“Ini yang disebut Mas Menteri kemarin di acara perayaan Hari Guru Nasional sebagai kurikulum yang lebih fleksibel dan bisa disesuaikan dengan konteks dan kebutuhan siswa,” ujar Anindito melalui cuitan di Twitter miliknya, Jumat (26/11/2021).
Anindito mengatakan, kurikulum yang fleksibel tersebut bertujuan untuk memberikan ruang bagi sekolah untuk merancang kurikulumnya sendiri.
Guna menghasilkan kurikulum fleksibel itu, Kemendikbud Ristek akan menerapkan prinsip desain less is more sehingga akan fokus pada hal yang esensial saja.
Bagian penting dari hal esensial dimaksud adalah Profil Pelajar Pancasila yakni sekumpulan karakter dan kecakapan yang menjadi tujuan pembelajaran.
Tujuan pembelajaran berdasarkan Pancasila itu berlaku untuk semua mata pelajaran dan juga kegiatan ko-kurikuler.
Baca Juga: Di Squid Game Janjikan Cuan, Bisakah Gaming Dijadikan Jalur Karier?
Nalar kritis merupakan salah satu contoh kecakapan yang dimaksud, hal ini mencakup kemampuan mencari, menganalisis, dan mengevaluasi informasi serta gagasan.
“Nalar kritis adalah kecakapan yang esensial di tengah banjir informasi di dunia digital yang sering mencampurkan antara fakta, opini, dan misinformasi,” tutur Anindito.
Anindito kemudian mengatakan, bahwa hal esensial terkait urusan digital merupakan terkait literasinya, bukan konten seperti e-sport.
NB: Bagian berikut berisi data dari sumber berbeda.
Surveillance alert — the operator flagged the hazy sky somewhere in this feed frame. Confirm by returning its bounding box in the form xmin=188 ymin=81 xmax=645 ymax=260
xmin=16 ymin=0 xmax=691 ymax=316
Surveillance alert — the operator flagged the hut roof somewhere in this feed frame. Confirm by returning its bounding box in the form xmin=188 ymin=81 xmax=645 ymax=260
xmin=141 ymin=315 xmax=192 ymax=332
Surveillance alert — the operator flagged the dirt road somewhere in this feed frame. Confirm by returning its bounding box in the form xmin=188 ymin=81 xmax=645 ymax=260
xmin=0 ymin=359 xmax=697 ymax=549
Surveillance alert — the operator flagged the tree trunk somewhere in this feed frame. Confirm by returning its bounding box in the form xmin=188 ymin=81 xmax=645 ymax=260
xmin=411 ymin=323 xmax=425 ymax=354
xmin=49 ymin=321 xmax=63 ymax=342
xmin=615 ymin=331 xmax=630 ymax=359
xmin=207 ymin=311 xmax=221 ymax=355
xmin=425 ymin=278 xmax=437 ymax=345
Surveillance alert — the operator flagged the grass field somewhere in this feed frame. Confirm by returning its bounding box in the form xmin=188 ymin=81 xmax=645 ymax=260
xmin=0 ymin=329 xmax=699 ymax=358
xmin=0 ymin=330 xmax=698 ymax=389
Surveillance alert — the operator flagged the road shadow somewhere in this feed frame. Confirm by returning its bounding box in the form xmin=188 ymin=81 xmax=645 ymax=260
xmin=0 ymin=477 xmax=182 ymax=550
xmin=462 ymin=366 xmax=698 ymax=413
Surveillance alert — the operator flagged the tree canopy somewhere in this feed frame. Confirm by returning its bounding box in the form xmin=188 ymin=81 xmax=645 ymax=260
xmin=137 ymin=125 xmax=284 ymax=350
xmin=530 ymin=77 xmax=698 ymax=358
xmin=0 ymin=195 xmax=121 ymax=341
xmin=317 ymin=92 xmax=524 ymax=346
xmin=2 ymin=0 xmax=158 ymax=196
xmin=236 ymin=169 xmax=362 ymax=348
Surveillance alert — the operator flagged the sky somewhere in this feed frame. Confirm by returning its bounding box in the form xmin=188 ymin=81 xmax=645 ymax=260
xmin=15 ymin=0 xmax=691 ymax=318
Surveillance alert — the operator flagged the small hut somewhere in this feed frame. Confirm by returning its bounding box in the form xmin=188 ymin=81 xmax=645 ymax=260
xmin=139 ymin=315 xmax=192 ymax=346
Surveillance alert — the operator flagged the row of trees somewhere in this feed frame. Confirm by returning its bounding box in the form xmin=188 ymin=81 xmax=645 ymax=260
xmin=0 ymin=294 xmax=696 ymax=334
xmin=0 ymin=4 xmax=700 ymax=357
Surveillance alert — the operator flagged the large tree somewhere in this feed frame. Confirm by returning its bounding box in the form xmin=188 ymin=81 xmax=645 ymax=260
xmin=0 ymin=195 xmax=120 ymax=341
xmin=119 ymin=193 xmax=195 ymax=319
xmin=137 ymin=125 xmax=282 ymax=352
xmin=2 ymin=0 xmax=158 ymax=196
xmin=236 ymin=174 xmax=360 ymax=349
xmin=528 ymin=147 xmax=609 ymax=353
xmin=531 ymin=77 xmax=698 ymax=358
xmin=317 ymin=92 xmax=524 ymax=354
Bukan berarti, sekolah tidak boleh memiliki kurikulum yang membahas e-sport.
Hanya saja, kerangka kurikulum yang memberi ruang bagi sekolah untuk mengembangkan materi dan metode pembelajarannya harus sesuai dengan beberapa hal.
Misi sekolah, konteks lokal, sampai kebutuhan belajar siswa adalah hal yang harus diesuaikan. Artinya, bisa saja sekolah menggunakan konten spesifik semacam e-sport dalam kurikulumnya.
Terpenting ialah bagaimana materi tersebut pada akhirnya bisa bermanfaat untuk mengembangkan kecakapan esensial yang sudah disebutkan, seperti nalar kritis, kreativitas, dan gotong royong.